An awkward teen romance is expressed with striking and emotive animation in this new feature, one that marks the film debut of animation director Kyohei Ishigiro. With previous directing credits on the series Your Lie in April, Psycho Pass, and Children of the Whales, Ishigiro is afforded the chance to co-write (with Dai Sato of Cowboy Bebop and Ghost in the Shell SAC fame) and direct his own original work. The results are delightful.
Cherry is a quiet and withdrawn teen who covers for his sick mother at a local old people’s home. Too shy to easily form friendships, he expresses himself via haiku distributed on social media. He meets Smile, another teenager, who wears a face mask to hide her braces and who finds it easier to present short videos online than hold a normal conversation. While helping a senile old man rediscover a long-lost vinyl record, Cherry and Smiles head into a tentative friendship and romance.
The plot is, as you might expect, as generic as it sounds. At the same time, Ishigiro and Sato’s screenplay interrogates to a satisfying degree the influence of online and social media on contemporary Japanese youth. The virtual world is more comfortable than the real one, and certainly suits both introverts in their romantic pursuits. They are people that have grown up in a heavily interconnected and online world, and thus eschew the reliance on the natural world that many anime romances tend to exhibit.

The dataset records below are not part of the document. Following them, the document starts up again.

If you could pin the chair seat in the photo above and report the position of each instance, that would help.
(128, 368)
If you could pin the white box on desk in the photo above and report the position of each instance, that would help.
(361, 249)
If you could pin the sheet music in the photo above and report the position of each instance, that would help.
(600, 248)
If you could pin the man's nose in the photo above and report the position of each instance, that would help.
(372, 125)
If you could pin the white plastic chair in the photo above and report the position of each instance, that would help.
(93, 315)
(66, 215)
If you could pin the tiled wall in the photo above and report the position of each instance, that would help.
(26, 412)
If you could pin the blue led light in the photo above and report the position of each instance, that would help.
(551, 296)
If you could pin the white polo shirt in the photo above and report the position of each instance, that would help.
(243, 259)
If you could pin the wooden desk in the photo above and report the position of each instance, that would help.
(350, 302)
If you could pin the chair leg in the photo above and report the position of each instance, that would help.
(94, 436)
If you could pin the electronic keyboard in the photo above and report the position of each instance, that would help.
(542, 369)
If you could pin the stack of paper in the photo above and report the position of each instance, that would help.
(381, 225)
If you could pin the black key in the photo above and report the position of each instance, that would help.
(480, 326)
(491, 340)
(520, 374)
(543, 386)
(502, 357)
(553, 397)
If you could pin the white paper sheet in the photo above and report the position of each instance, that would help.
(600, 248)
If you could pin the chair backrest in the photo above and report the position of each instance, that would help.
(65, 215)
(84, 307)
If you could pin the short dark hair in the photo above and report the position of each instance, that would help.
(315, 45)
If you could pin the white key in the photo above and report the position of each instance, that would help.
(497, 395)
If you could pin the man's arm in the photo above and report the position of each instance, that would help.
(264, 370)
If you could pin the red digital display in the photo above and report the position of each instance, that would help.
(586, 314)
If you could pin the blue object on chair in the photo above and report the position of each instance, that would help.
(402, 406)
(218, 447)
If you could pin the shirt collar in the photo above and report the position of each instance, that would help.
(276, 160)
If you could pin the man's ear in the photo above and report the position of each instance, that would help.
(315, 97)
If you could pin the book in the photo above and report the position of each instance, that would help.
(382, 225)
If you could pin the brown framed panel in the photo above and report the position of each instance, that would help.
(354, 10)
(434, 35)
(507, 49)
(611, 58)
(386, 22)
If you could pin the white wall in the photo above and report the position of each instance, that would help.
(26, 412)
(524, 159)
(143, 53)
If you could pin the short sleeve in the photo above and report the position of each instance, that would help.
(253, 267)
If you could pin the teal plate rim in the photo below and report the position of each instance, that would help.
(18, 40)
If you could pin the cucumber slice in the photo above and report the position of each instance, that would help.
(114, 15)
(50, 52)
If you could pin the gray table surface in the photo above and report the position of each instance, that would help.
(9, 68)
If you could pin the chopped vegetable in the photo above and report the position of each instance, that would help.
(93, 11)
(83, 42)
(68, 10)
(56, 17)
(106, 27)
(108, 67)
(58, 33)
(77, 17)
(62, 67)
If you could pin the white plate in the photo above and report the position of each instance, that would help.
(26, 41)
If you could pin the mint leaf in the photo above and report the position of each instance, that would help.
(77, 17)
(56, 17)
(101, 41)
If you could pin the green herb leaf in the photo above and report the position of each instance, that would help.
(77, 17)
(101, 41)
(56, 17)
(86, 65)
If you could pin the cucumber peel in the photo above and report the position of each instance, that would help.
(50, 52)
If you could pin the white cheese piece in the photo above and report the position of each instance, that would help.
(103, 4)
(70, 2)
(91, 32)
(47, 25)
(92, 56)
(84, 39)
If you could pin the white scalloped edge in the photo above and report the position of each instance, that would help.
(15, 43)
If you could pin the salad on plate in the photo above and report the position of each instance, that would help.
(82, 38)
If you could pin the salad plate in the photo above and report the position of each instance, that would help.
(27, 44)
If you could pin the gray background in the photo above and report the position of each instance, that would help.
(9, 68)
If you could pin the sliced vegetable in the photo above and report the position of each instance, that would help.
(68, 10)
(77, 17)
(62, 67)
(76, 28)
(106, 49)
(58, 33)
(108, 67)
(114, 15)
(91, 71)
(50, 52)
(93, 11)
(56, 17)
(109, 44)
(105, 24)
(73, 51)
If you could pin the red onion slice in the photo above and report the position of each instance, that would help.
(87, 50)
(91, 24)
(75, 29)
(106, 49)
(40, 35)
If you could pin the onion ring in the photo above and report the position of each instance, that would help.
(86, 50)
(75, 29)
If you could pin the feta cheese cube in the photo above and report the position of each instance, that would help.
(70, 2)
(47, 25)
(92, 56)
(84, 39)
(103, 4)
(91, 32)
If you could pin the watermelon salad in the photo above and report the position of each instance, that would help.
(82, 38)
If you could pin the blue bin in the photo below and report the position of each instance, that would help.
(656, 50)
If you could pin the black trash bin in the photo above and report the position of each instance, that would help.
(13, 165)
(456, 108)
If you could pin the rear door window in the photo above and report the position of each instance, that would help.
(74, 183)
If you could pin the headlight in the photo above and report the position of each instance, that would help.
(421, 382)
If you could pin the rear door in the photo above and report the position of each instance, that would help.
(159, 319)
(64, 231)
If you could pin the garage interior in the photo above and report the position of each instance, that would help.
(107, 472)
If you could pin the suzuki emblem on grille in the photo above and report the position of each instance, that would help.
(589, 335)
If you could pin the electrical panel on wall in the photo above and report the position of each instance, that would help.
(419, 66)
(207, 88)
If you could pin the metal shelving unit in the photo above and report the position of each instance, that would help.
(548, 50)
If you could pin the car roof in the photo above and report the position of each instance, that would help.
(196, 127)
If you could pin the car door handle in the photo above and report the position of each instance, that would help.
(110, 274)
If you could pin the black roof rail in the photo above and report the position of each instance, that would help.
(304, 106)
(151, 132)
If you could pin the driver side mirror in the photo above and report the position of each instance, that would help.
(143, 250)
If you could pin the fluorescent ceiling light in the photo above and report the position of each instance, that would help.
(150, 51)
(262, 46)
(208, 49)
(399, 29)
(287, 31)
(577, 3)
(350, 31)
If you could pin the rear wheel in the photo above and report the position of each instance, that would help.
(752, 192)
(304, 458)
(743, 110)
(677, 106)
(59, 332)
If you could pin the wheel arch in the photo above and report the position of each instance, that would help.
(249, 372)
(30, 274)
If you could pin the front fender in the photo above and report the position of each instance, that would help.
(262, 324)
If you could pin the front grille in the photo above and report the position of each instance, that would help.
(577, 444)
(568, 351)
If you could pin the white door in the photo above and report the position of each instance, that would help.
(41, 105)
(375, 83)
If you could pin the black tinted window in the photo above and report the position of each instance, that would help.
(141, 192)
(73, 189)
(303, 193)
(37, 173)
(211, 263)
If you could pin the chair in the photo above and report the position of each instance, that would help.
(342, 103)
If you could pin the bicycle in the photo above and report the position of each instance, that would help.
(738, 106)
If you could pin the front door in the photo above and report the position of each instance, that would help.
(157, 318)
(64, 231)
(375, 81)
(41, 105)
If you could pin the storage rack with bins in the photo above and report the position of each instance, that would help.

The film also creates a sharp contrast between Smiles’ social media expressions and Cherry’s haiku compositions: equally inspired activities, but poles apart in their age and style. This variety of creative play is enhanced by the presence of Beaver, a Latino immigrant who has taken to spray painting Cherry’s haiku around down as graffiti. Self-expression seems to be at the core of Soda Pop, and it both expresses characters and allows its leads to interact.
The animation has a brightly coloured, almost neon, palette, and a deliberately scratchy, hand-drawn aesthetic. While CGI is liberally used to enhance the visuals, Ishigiro successfully creates a style that looks attractive, is visually arresting, and suits the enthusiasm of his characters. There is more than a passing similarity to recent films by Masaaki Yuasa (Ride Your Wave, Lu Over the Wall), but thankfully a distinct look that allows it stand apart on its own terms.
This is an intimate, emotive story with humour and heart, and its expressed with energy and warmth. Ishigiro has already completed his second directorial feature – an animated spin-off of Netflix’s fantasy film Bright – but hopefully it will not be long before he gets to express himself via an original film again.